Frolicking with the deer in Nara had shattered that notion. I had tried to fend off the deer with my wings the first time, moving on once the episode was over, but those repressed memories flowered into a dream of transforming into a peryton, a winged deer watching over the forests and rivers and common deer, just as I had been transformed from unicorn to alicorn by Luna.
Spindle: Parcly woke up later than normal because of that, tangled around her own bottle and dazed. I suggested that she relax in an onsen somewhere, which would mean another day trip. At this she shook her head, so I referred her to a poster announcing the 62nd Arima Kinen (有馬記念), which had been run two days prior.
"That's nearer to Tokyo than Osaka!" she retorted. Her reflexes kicked in, sending her hooves to her mouth, since Arima is also an onsen town in Kobe, which meant we would be visiting some part of all three cities in the Keihanshin. Her eyes lit up and we were on our merry way.
Parcly: Part of the charm of Arima is its inaccessibility by train, leaving the crashing waterfalls and subtle sloshes of waves undisturbed. I bought a ticket on Hankyu's bus network for a one-hour direct link from their Osaka terminal to Arima, then rolled with the onboard vibrations to prepare both mind and body for the water. After alighting, I soared across steep inclines and staircases to the Grand Hotel, my spirits lightening once I stepped into its warm interior.
Spindle: Just before it closed, we snagged a lunch set at a Japanese restaurant in the hotel (Western and Chinese equivalents were also available). Contrary to its name, there were only a finite number of rooms, but we weren't going to stay in one. We were just here for its underground onsen, Yurari, which could really wash Parcly's worries away.

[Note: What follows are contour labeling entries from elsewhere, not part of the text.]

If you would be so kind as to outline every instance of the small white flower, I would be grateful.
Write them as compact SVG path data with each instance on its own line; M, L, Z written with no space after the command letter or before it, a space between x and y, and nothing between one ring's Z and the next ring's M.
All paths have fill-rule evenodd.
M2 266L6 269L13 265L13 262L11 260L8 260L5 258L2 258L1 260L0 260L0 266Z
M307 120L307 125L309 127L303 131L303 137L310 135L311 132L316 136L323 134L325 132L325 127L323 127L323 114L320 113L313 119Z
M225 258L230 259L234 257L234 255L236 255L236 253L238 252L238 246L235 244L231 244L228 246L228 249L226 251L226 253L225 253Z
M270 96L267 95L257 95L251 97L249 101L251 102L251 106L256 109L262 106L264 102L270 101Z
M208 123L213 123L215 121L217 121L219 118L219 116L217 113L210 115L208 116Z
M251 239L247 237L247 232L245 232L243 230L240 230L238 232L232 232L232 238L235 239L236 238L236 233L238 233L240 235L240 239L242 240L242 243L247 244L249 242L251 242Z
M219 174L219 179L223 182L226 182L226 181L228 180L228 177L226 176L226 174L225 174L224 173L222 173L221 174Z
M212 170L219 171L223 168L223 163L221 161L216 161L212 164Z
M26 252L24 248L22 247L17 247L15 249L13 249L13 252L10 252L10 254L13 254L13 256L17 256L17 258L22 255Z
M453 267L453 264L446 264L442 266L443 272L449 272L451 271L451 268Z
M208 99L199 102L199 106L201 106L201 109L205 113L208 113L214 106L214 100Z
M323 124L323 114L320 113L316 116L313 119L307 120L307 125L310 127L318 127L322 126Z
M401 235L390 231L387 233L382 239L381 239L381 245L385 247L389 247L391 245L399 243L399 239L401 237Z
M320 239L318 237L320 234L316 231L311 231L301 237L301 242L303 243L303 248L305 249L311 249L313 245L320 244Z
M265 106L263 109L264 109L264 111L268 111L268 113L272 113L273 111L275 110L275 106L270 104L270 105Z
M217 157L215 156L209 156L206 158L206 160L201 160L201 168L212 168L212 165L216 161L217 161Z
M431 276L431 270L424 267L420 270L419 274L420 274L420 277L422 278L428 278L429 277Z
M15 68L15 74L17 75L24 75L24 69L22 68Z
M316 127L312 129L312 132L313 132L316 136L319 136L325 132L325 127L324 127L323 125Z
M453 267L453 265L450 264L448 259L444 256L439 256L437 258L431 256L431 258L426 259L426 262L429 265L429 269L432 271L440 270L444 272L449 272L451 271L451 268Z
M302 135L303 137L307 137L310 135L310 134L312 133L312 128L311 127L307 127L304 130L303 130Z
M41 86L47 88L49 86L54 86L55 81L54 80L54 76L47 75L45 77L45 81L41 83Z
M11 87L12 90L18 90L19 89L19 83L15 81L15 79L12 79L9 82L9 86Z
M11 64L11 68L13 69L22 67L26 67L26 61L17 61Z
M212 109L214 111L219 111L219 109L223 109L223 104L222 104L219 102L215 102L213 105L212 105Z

Parcly: This time, the female (紗の湯) and male (季の湯) parts were left and right of a T-junction housing reception. From the number of taken locker keys I inferred very few other ponies using the facilities, pleasing my mind.
Sharing a room with the shower stalls was an acidic "gold" bath I soaked in first, containing iron ions imparting a red hue. When the water level reached my heart, I could not see my cutie mark, only lukewarm water nibbling stubborn particles off my coat. Further down, a rough abrasive floor protected my hooves from numbness. Sweat nucleated across my exposed coat, at which I scooped water up and loosened my magic grip overhead, taking care not to ingest the salty water. Closer I went to melting my muscles, and I repeated this five times.
In the next room, separated by double-glazed windows to minimise heat transfer, was the "silver" bath containing more silicates and carbonates, hotter by a notch. Indicated as colourless, I discerned a faint blue tinge from external light reflecting off walls. Two pools were cascaded; I started with the lower one, pressing my back against the drop, a vertical bed of heated rock and water. In the upper pool I revelled in the loneliness: nopony to disturb me, nothing above me, a scene I lived countless times in the moonlit hallways of Canterlot Castle.
Tolerating the outdoor bath under winter temperatures was easier after my whole body was warmed to tenderness. I did see a hoofful of mares in the outermost standing pool and the water wasn't very hot to the touch anymore – not gold or silver, just normal mineral water. Then I transferred to the cold bath, manipulated a blob of water above me and…
"SHIOK! That's why those monks stand under waterfalls!" Pain or no pain, down to the bone, raw nature coursed through my veins, forcing my third eye open for a brief moment.
Of course, an onsen session should not be linear. I retraced my steps, dipping again in the silver, then gold baths to bracket that amazing feeling of cold water on hot body in cold weather with a prologue and epilogue of hot water. It seemed fitting that I left the hotel at dusk, yellow aura of the sun and first-quarter moon splitting the sky equally.
Spindle: The hotel shuttle took us to JR's Arima bus station on one side of the river-shaped public onsen. We had tickets back to Osaka from our search for Hankyu's terminal there, but the driver announced that traffic jams would stretch the total time to two hours and encouraged further travel from Sannomiya (三ノ宮), where we continued to the intended destination on an express train.
Parcly: It was our last sleeping night in Japan, so we went to the nearby Hankyu Department Store to buy lots of food, including our dinner (beef rice) and succeeding breakfast (imagawayaki, 今川焼き) as well as presents for my master Luna. I had no need to shower upon returning to our apartment – Arima had done it for me and my coat was silkier than my genie mist, or a cloud for that matter.
With one press on a remote control the bedroom light dimmed, like a white dwarf cooling down into a black dwarf, and I pulled the blanket tight over my shoulders.